Another common modification is to change the orientation of the numbers along the axes. The default is that the numbers are parallel to their respective axis. You can see this in the current plot that is displayed… along the x-axis the numbers are horizontal and along the y-axis the numbers are rotated 90 degrees anti-clockwise. You can change the style of these axis labels with the argument las =. The default is parallel to the axis (las = 0), but you may often want to set them to be always horizontal (las = 1) or always perpendicular (las = 2), or even always vertical (las = 3). Try setting the axes to always horizontal, in a new call to our basic plot command.

plot(Head ~ Tarsus, data = BirdData, las = 1)

Ok, now let’s combine these two arguments and see what happens. Put the previous new values of las and tcl in our plot command.
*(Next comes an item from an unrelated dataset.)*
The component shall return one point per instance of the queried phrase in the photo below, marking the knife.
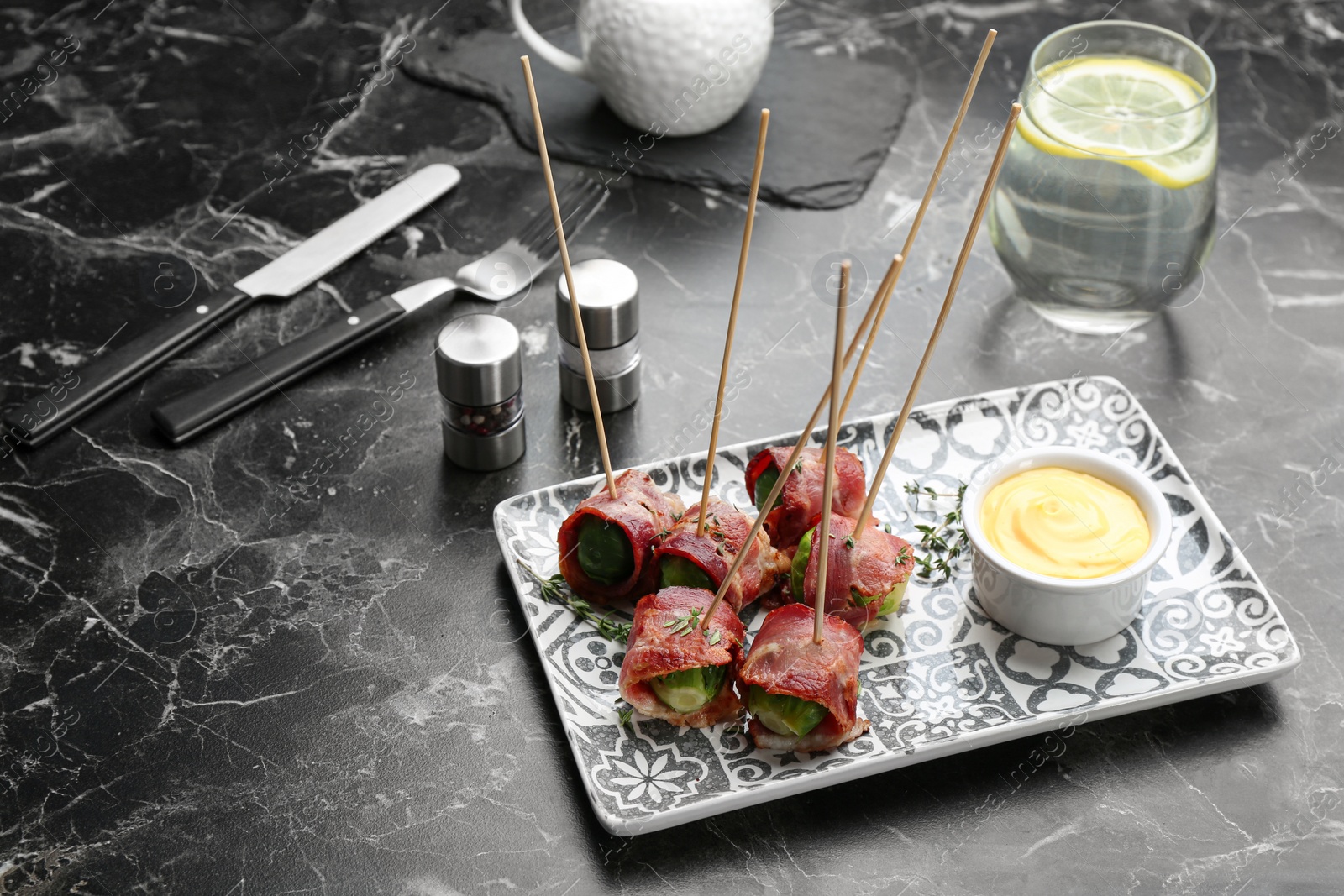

plot(Head ~ Tarsus, data = BirdData, las = 1, tcl = 1)

What do you see? We now have tick marks pointing inwards and horizontal tick labels. Doing these operations has led to some extra white space appearing around the edges of our plot, where the tick marks used to be. For someone as persnickity about graphics as me, this does not look quite right … ‘How might we decrease this space?’ I hear you ask … Well …

As you might expect, there is an argument for that. Within par, the argument mgp = is a vector of three elements that controls the number of lines out from the plot edge where the axis title (mgp[1]), axis labels (mgp[2]) and axis line itself (mgp[3]) are placed. The default is mgp = c(3, 1, 0). In our scenario, a more appealing distance between the axis labels and the axis itself is mgp = c(2.5, 0.5, 0). Try that, adding the mgp argument to the previous code.

plot(Head ~ Tarsus, data = BirdData, las = 1, tcl = 1, mgp = c(2.5, 0.5, 0))

Great, that moved the axes labels closer in, which (I think!) looks better. See what fine-scale control you can have over the appearance of your figures? It’s wonderful!

R generally sets the limits of the axes just wider than the data. There are several cases when you may want to change this, for example to set the lower limit to 0, or make both sides wider if you are plotting confidence limits and the default range is not wide enough. Setting the arguments xlim = and ylim = (x- and y axis limits) will resolve this issue. Try setting the x axis limits to 19 and 25. As with mgp =, you need to pass a vector here, in this case of only two elements setting the min and max of the axis. Add this argument to the previous code.

plot(Head ~ Tarsus, data = BirdData, las = 1, tcl = 1, mgp = c(2.5, 0.5, 0), xlim = c(19, 25))

As an aside, xlim and ylim are not arguments to par; it would not make sense to have them apply to every subsequent plot. These two arguments are sent by the plot() function to the plot.window() function, which sets up the coordinate system for that graphics window.

R tries very hard to make the axes limits as pretty as possible. These are recomputed internally, so if you resize your graphics window, they may even change in number and position. In particular, if you make the window too narrow, R will drop some of the labels. Try playing with the size of the graphics window now.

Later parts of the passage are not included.